The third man killed was Jim Jack, head judge of the Subaru Freeskiing World Tour. With events from Chile to Canada, that competitive circuit bills itself on its website as the "longest running and most prestigious competitive big mountain skiing tour in the world."
According to that organization's Facebook page, there was a 4 p.m. MT (6 p.m. ET) memorial Monday at the Snowbird ski area in Utah to honor Jack, who was called "our brother and (an) amazing freeskiing spirit," and the two other victims. More than 100 people attended the event, according to the Seattle Times.
"This is unreal," wrote one commenter. "Jim Jack, you will be so missed."
The three were among a group of about 12 skiers that included staffers from ESPN and Powder magazine, which both offered accounts of the incident.
The designated out-of-bounds area they were all in was not closed, and they were allowed to be there, said Deputy Chris Bedker of the King County Sheriff's Office.
"Nature happened," added Katie Larson, also from the sheriff's office, noting that those in the group were experienced and had the required equipment.
John Stifler, Powder magazine's senior editor, said that Jack -- the seventh skiier to head down the slope -- triggered the avalanche.
The barreling snow rapidly enveloped Jack, Brenan, Rudolph and professional skier Elyse Saugstad.
Saugstad told The Seattle Times on Sunday that she recalled hearing someone yell "Avalanche!"
"The next thing I knew, I was taking more than a 2,000-foot ride down an avalanche, tumbling and turning and tossing the entire way," she told the newspaper.

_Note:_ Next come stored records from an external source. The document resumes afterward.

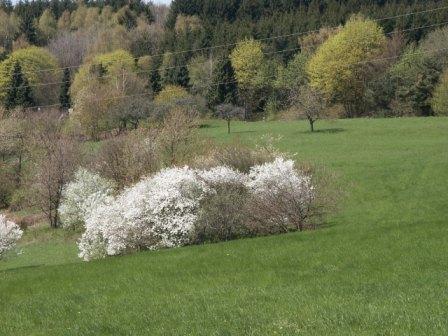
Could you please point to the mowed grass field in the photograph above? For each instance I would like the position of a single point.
(379, 267)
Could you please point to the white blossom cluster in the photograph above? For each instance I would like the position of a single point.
(10, 233)
(85, 193)
(161, 211)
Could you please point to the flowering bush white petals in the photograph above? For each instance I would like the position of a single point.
(163, 210)
(87, 191)
(10, 233)
(157, 212)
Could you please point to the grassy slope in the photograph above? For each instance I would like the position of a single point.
(380, 268)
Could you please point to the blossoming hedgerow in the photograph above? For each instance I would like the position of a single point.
(161, 211)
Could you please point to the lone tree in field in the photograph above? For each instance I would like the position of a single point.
(310, 104)
(19, 92)
(230, 112)
(338, 68)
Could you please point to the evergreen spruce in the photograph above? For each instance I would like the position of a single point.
(226, 91)
(64, 97)
(19, 91)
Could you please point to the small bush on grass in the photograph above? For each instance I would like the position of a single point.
(10, 233)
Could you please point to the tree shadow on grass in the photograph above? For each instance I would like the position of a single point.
(12, 269)
(326, 131)
(241, 132)
(208, 126)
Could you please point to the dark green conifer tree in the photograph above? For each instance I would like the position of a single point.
(19, 91)
(224, 87)
(64, 96)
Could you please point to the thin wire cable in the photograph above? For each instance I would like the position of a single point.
(236, 81)
(200, 63)
(260, 39)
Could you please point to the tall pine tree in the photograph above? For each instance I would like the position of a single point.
(64, 96)
(19, 91)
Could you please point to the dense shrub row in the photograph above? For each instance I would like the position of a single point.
(181, 206)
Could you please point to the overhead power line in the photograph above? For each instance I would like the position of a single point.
(220, 46)
(200, 63)
(235, 81)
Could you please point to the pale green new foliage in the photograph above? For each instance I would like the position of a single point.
(440, 99)
(38, 66)
(250, 64)
(336, 68)
(294, 74)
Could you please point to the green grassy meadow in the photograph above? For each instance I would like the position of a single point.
(379, 266)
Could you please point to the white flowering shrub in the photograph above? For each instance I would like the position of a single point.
(86, 192)
(181, 206)
(10, 233)
(159, 211)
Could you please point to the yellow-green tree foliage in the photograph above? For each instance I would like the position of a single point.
(41, 70)
(440, 98)
(187, 23)
(337, 66)
(249, 63)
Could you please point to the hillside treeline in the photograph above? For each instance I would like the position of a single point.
(135, 79)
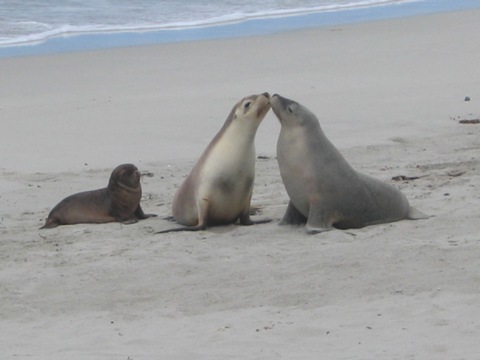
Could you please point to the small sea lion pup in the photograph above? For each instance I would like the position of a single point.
(324, 190)
(119, 201)
(219, 188)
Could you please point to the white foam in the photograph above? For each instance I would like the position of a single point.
(31, 32)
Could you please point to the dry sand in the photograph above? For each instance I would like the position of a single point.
(389, 94)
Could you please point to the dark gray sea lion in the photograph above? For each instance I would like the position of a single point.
(119, 201)
(324, 190)
(219, 188)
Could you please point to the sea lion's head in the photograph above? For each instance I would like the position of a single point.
(125, 175)
(292, 114)
(250, 109)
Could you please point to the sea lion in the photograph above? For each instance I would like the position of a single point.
(119, 201)
(324, 190)
(219, 188)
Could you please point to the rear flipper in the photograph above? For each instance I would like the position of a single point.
(414, 214)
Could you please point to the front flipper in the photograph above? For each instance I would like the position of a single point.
(320, 219)
(293, 216)
(245, 219)
(414, 214)
(202, 211)
(141, 215)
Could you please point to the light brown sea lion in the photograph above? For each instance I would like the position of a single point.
(324, 190)
(219, 188)
(119, 201)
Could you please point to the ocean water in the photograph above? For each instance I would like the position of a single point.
(30, 21)
(35, 27)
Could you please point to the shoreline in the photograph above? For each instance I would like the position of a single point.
(248, 28)
(388, 95)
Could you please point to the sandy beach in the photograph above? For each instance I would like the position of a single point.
(389, 94)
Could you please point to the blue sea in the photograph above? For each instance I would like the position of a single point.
(49, 26)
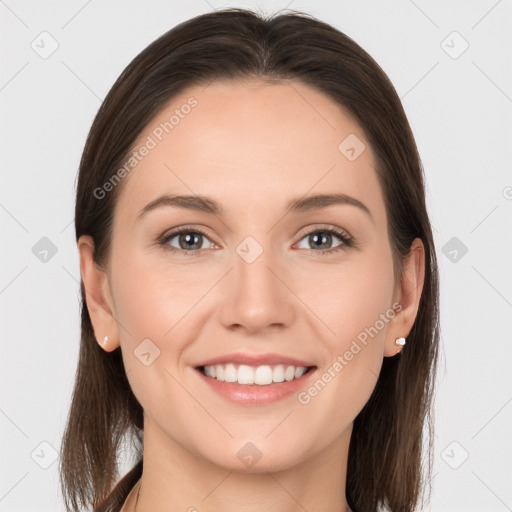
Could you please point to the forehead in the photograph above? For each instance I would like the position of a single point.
(250, 145)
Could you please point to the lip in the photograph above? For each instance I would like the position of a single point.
(254, 394)
(254, 360)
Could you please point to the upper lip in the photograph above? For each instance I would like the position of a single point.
(254, 360)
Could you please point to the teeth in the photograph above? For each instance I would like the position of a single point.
(260, 375)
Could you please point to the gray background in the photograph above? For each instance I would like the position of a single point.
(459, 104)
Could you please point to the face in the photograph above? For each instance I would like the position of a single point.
(311, 284)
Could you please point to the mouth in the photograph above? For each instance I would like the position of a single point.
(263, 375)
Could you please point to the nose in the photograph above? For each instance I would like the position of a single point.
(258, 295)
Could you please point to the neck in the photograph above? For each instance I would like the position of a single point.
(175, 479)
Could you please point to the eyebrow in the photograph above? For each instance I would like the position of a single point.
(208, 205)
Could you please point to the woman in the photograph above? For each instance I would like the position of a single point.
(259, 279)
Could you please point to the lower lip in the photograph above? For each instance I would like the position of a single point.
(254, 394)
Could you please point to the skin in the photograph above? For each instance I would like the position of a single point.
(252, 147)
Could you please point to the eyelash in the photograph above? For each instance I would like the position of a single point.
(346, 239)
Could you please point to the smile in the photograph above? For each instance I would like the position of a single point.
(260, 375)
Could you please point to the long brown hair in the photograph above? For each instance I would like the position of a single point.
(384, 464)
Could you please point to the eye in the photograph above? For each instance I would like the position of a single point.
(188, 240)
(322, 238)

On her website, Saugstad said that she ended up being buried partially and survived "on account of the inflation of my ABS Avalanche Airbag Backpack." That device allowed her to keep her head and arms above the snow.
After the avalanche hit, "almost all" the skiers were "buried in snow," said Larson of the King County Sheriff's Office. Those who could dug themselves out and then located Brenan, Jack and Rudolph.
"They (began) CPR and, unfortunately, were not able to resuscitate the victims," Larson said.
On the same day and about 25 miles away, Karl Milanoski, 41, was traversing an area he'd "skied many times" when fresh snow "collapsed to what was a cliff and Karl fell between 500 to 1,000 feet to his death," according to a website set up to raise memorial funds for his family.
Milanoski, who is survived by a 10-year-old daughter, was "an expert skier and snowboarder (who was) always very cautious," according to the website.
A posting on the Facebook page of Alpental, a backcountry skiing area affiliated with the Summit at Snoqualmie around where this avalanche reportedly occurred, said, "Our thoughts and prayers to all the families and friends of those lost in the mountains today. A tough day for the mountain community!"
Backcountry skiing draws people looking for "better turns (and) less people," said Michelle "Meesh" Hytner, who was not part of the Washington group and who recently survived a avalanche in Colorado.
Hytner expressed fears that the risks -- at least this year -- may outweigh the rewards.
"There are a lot of reasons to go out of bounds, but ... I don't want anything else to happen to anybody," she told CNN. "It's just so sad."